The following year the University was re-opened but the doors were closed to those who were suspected of not “having irreproachable conduct in their affairs”. Some were not admitted, others were subjected to special surveillance.

The Papal University continued to limp on amid a thousand difficulties until 1860 when The Marche region was annexed to the Kingdom of Italy. Lorenzo Valerio, nominated Royal Commissioner for The Marche, with the decree of 2nd November 1860, promulgated the Sardinian Law known as the “Casati Law” which entrusted the government with the implementation of higher education. The University of Macerata began life as a Royal University with the usual Faculties (except Theology which had been closed by Valerio) and a School of Land Surveying to which the Faculty of Pharmacy and a School of Notaries were soon added.
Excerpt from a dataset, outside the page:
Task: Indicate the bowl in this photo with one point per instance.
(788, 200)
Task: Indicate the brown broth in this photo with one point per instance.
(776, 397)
Unlike the two other Universities in The Marche who requested and obtained their freedom, Macerata preferred to remain a State University. But the State totally neglected it especially when it came to finances with the result that the Faculty of Medicine and Surgery had to be closed in 1862. For a short time following this closure special courses in Pharmacy, obstetrics and minor surgery survived and in 1868 a preparatory course in veterinary was added but it did not last long and was closed along with Pharmacy. As all the Faculties gradually disappeared only Law remained with few students, few books, few professors and little money making the closing of the University appear inevitable.

But “it is at this point that a miracle occurred” to quote a realistic viewpoint. Heeding the entreaties of the citizens who wanted to avert its closure, first the Local Authority and then, from 1869 onwards, also the Provincial government, intervened with hefty subsidies. They gave concrete help and worked with determination to re-launch the University. This continued until 1880 when a syndicate was set up between the University, the Local Authority and the Provincial government. This was approved by Royal Decree no. 5236 in which the University was given second class status, the State continued to pay its annual contribution and the Casati Law was recognized as governing it. So it was the Syndicate that saved the University and put it on its feet again.